Quase 50 anos de independência de Moçambique, a leitura que se pode fazer é de que falhámos a construção de um Estado capaz de perseguir o interesse da maioria. As utopias dos nossos ancestrais, daqueles que deram as suas vidas pela libertação do país ruíram, antes mesmo da sua concretização. As lutas contra os tribalismos, os regionalismos e os racismos, inimigos da unidade e do povo de Samora Machel viraram cacotopias. A maioria dos moçambicanos tornou-se retrotópica. As esperanças pelo futuro melhor goraram-se. As utopias são a nostalgia. Restaram os “se Samora Machel fosse vivo, isto não iria acontecer”, “este não é o país que Mondlane e companhia sonharam”. Um futuro sombrio carcome as mentes de quem um dia sonhou num país diferente de Moçambique de hoje. O futuro é um vudu. Ninguém quer ousar fazer prognósticos, por isso a zona de conforto é a nostalgia. Qual país de “xiconhocas” o país não se tornou!

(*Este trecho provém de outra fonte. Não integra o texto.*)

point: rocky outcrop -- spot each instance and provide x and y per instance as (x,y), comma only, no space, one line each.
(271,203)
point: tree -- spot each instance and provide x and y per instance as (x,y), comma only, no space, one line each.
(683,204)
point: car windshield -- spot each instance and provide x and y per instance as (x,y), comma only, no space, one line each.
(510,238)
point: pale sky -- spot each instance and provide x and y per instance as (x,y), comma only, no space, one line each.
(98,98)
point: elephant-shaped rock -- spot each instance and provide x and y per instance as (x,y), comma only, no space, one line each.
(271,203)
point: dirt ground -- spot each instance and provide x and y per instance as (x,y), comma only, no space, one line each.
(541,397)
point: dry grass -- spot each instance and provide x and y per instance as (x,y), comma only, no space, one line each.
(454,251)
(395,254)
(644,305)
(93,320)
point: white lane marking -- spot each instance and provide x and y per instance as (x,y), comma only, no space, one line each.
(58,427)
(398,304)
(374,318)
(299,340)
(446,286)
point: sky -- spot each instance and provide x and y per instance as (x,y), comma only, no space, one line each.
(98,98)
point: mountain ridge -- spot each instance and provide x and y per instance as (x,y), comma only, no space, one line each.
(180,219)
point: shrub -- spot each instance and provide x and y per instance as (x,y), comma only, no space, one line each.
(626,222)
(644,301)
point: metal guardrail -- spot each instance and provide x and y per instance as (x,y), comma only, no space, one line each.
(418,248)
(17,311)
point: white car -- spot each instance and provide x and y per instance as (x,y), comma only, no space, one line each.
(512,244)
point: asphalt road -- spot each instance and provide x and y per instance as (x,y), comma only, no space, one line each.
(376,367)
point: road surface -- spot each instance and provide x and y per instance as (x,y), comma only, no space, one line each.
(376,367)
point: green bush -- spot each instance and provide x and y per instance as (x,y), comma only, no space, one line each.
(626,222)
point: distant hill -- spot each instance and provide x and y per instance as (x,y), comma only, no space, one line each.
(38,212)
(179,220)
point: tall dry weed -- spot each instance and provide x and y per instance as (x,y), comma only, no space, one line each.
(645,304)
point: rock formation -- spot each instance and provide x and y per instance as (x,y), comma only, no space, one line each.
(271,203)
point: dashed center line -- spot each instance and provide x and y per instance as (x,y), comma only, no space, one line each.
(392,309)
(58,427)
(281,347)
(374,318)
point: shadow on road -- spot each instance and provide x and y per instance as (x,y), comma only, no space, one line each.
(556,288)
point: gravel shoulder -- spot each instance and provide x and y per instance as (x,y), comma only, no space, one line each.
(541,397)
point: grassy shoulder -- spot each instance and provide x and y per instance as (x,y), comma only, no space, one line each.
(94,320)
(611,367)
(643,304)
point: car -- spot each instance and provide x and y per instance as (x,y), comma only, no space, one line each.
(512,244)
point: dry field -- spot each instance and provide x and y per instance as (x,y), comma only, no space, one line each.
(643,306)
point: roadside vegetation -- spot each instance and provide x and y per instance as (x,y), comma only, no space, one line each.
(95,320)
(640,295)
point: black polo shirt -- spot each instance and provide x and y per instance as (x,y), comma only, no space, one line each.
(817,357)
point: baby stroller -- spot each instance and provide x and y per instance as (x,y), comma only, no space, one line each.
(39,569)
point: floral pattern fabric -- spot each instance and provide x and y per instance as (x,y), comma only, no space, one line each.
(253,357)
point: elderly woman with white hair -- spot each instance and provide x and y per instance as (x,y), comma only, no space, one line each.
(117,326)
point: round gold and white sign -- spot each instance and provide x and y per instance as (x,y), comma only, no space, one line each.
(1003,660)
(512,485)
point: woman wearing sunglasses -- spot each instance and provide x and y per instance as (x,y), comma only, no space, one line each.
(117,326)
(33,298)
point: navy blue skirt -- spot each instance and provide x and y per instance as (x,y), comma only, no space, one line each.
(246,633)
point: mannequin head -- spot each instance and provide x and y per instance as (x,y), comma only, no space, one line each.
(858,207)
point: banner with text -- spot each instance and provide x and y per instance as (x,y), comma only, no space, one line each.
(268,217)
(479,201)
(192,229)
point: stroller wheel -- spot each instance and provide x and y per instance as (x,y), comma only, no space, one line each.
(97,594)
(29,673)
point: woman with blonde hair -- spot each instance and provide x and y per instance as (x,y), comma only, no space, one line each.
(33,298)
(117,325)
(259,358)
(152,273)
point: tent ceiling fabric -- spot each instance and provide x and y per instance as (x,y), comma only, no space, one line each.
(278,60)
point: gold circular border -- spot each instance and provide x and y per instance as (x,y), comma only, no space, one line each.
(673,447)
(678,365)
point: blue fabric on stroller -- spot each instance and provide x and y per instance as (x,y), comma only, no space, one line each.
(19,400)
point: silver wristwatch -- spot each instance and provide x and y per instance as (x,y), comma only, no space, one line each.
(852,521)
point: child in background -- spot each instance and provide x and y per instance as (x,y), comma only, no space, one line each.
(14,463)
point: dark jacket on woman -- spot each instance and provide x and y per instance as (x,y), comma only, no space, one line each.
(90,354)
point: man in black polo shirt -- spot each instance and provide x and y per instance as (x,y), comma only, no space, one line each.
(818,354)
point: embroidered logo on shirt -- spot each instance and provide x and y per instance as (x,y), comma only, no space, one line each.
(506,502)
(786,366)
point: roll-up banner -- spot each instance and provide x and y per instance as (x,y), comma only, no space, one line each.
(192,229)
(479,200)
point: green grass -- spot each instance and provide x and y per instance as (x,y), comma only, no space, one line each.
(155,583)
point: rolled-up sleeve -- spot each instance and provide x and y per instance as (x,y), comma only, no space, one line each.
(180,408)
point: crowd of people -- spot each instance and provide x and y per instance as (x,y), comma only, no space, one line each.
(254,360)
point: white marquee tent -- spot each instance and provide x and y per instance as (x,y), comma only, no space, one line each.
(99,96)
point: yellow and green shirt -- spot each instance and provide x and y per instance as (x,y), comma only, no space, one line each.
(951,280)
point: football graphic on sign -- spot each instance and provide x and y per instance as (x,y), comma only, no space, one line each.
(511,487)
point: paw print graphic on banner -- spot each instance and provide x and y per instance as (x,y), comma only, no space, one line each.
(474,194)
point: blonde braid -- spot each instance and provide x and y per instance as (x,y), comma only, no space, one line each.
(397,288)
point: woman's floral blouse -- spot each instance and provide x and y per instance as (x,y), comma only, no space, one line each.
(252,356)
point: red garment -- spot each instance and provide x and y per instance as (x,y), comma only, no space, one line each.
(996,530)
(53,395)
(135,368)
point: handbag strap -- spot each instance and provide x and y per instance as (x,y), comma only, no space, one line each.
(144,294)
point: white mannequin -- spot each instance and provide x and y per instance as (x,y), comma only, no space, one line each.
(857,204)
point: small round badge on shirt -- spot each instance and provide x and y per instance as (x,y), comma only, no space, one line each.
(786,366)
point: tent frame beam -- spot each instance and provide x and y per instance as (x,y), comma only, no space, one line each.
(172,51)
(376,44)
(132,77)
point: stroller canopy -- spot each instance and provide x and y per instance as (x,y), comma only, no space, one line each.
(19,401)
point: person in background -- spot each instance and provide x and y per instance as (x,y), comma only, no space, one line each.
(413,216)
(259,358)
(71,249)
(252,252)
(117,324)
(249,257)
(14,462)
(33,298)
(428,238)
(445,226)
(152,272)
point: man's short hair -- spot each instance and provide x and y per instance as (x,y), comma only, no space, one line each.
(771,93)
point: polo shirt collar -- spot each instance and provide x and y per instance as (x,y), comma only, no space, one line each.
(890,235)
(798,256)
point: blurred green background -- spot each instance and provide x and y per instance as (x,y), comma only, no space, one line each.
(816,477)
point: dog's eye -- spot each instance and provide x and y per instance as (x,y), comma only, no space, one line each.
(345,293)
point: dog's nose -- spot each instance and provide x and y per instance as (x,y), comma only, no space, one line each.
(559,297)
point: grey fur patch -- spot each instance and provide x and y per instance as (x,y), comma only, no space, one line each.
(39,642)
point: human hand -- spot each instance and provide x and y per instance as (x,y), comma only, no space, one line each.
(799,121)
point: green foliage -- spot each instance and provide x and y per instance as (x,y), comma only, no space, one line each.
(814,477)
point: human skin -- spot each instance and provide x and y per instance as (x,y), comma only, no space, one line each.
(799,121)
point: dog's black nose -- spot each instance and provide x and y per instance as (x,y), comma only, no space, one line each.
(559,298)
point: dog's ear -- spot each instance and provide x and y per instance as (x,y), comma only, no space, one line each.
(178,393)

Como se não bastassem os traumas da guerra dos 16 anos e das “tréguas tensas Governo–Renamo” que caracterizaram os momentos que se seguiram ao Acordo Geral de Paz de 1992, Cabo Delgado “partejou” o terrorismo que dilacera o Norte do país, mas já com sinais inequívocos de que, agora, não se trata apenas de um problema do Norte, mas de um problema com contornos nacionais, como os últimos eventos da República Democrática do Congo parecem querer revelar.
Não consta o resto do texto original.